MTN Nigeria is consolidating its dominance in Nigeria’s fixed wired broadband segment, with its Fibre-to-the-home service, FibreX, now commanding an 88.7% market share.
The service recently crossed 110,000 subscribers reaching 110,564 users in February 2026 marking its first time above the 100,000 threshold and underscoring accelerating demand for high-speed internet across urban centres.
The surge follows MTN’s April 2025 rebranding of its fibre broadband offering to FibreX, a move that appears to have catalysed adoption. In less than a year, the service added over 95,000 subscribers, representing a 639% increase from historically modest levels.
At the core of this growth is rising demand for reliable, high-speed connectivity. FibreX delivers speeds of up to 1Gbps, alongside unlimited data and low latency features increasingly essential for remote work, cloud computing, gaming, and smart home usage.
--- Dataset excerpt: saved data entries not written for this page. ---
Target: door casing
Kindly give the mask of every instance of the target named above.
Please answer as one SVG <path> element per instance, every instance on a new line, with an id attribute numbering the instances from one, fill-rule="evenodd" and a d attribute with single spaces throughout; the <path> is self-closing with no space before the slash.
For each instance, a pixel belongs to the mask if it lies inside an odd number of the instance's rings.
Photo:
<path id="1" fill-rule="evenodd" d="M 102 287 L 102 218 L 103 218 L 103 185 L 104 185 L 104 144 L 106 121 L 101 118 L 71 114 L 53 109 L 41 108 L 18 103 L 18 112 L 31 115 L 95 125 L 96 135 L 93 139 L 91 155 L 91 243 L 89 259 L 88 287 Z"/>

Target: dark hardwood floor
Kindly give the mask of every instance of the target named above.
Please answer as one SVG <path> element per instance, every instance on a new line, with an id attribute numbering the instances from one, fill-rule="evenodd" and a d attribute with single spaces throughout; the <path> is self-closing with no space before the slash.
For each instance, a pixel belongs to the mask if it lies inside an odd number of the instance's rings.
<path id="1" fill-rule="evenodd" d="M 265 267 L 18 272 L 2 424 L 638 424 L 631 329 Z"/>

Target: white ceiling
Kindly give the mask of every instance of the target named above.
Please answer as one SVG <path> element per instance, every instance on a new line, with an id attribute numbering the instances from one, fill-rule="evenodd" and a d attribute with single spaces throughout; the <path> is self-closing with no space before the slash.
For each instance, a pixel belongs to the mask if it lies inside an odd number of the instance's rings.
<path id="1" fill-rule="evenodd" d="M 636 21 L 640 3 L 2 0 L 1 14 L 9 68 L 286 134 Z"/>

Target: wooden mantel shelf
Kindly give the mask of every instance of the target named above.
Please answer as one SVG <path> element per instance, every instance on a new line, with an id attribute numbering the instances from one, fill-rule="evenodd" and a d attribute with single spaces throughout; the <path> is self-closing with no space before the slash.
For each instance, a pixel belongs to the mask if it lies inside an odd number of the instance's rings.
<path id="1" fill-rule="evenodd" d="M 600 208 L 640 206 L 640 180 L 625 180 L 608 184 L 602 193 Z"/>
The scale of MTN’s lead is particularly striking when compared to competitors. While FibreX accounts for over 110,000 users, other providers such as SWIFT Networks and ipNX Nigeria trail significantly, highlighting the telco’s outsized presence in a still-developing market.
Beyond current performance, MTN is positioning FibreX as a cornerstone of Nigeria’s digital future. The company aims to connect more than 8 million homes by 2028, aligning its strategy with national broadband expansion goals.
These ambitions complement government initiatives such as the National Broadband Plan (2020–2025) and Project BRIDGE, which target widespread fibre deployment and increased internet penetration. While Nigeria has yet to meet its 70% broadband penetration goal, current levels hover just above 53%, leaving significant room for growth.
According to Egerton Idehen, the company is pursuing both short-term and long-term expansion strategies extending FibreX to new communities while deepening coverage in existing locations to improve activation speed and service quality.
As Nigeria pushes to strengthen its digital infrastructure, MTN’s aggressive fibre rollout reinforces a broader reality: fixed broadband, once a niche segment, is rapidly becoming central to economic productivity, digital inclusion, and the country’s global competitiveness.